Wenn in einem Bananenstaatsverband, nennen wir ihn mal Absurdistan, Gesetze von Speichelleckern oder Anushöhlenkletterern gemacht werden, was können dann arme Richter dafür, wenn sie diese Dienergesetzgebungen umsetzen müssen?

Ein Glück, dass wir in der EU leben, wo man keine politischen Entscheider hat, welche so wenig Rückgrat haben, dass sie ihren A…. in den Händen tragen müssen.

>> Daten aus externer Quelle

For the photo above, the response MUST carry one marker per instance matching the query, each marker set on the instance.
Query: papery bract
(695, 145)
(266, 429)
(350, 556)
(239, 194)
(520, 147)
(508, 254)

Was bleibt uns also über, ausser staunender Beobachtung? Richtig, liebe Freunde, man kann alles in dieses Netz der Inder hochladen, muss es aber nicht, schöne Woche an alle!

Matthias

…es geht bei diesem Thema doch gar nicht um ein Foto. Ki wird zum neuen heiligen Gral erhoben. Alle reden darüber und tun so als diene es dem Wohle der Menschheit. Aber die Betreiber sind nicht die Ritter der Tafelrunde, die ihren Mitmenschen helfen wollen. Im Vordergrund stehen ausschliesslich wirtschaftliche Interessen. Und wenn ich das dumme Gelaber seitens der Entscheider höre, KI-basierte Programme und Inhalte im Schulunterricht zu verwenden, fehlt mir jegliches Verständnis. Man kann den Gedanken auch weiterspinnen: wenn die KI bei einer Klage, wie oben beschrieben, zum Einsatz kommt, spart das den Richtern jede Menge Arbeit. Und irgendwann sind dann auch die Richter überflüssig…

Leonhard

Und irgendwann sind dann auch die Richter überflüssig…”

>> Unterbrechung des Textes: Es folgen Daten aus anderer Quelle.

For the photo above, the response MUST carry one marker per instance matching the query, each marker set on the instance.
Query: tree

Nach Meinung eines Staatsoberhauptes sind Richter eh schon überflüssig, sprechen keine Urteile sondern lediglich Empfehlungen aus, an welche man sich dann halten kann oder eben auch nicht.

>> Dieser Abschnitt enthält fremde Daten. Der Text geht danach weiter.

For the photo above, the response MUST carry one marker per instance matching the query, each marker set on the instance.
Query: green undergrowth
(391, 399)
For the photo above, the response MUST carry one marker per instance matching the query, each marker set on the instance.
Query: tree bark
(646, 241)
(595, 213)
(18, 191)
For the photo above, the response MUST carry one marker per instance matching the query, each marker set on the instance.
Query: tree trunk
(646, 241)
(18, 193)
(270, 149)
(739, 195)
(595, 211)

Bildermacher sollten sich aber nicht künstlich aufregen, habe aus einer zugesoffenen Quelle erfahren, dass alle Fotografen am Ende einen fairen Deal erhalten: Jeder kriegt alle Bilder geklaut, aber dafür dürfen die die Kamera behalten, ist doch fair, oder?

Carsten

Ist das Gericht in Hamburg eigentlich bundesweit zuständig?
Wenn ich mich recht erinnere wurden dort in der Vergangenheit schon eine ganze Menge von bizarren Urteilen hinsichtlich digitaler Themen verkündet.

Leonhard

Meines Wissens nach sitzt in Hamburg gar kein Bundesgericht, da aber der Sitz der Beklagten in Hamburg ist dürfte sich hieraus die Zuständigkeit des Gerichts erklären.

Thomas Müller

Nein, ist es nicht. Die Zuständigkeit in Urheberrechtssachen regeln die Bundesländer, wobei der Instanzenzug zum jeweiligen OLG und dann bis zum BGH möglich ist.
https://dejure.org/gesetze/UrhG/105.html

Das LG Hamburg ist eines der Gerichte, die zumindest in der Vergangenheit bekannt dafür waren, dass sie in Wettbewerbssachen und im Urheberrecht angeblich klägerfreundlich sind. Das LG Köln ist ein anderes davon.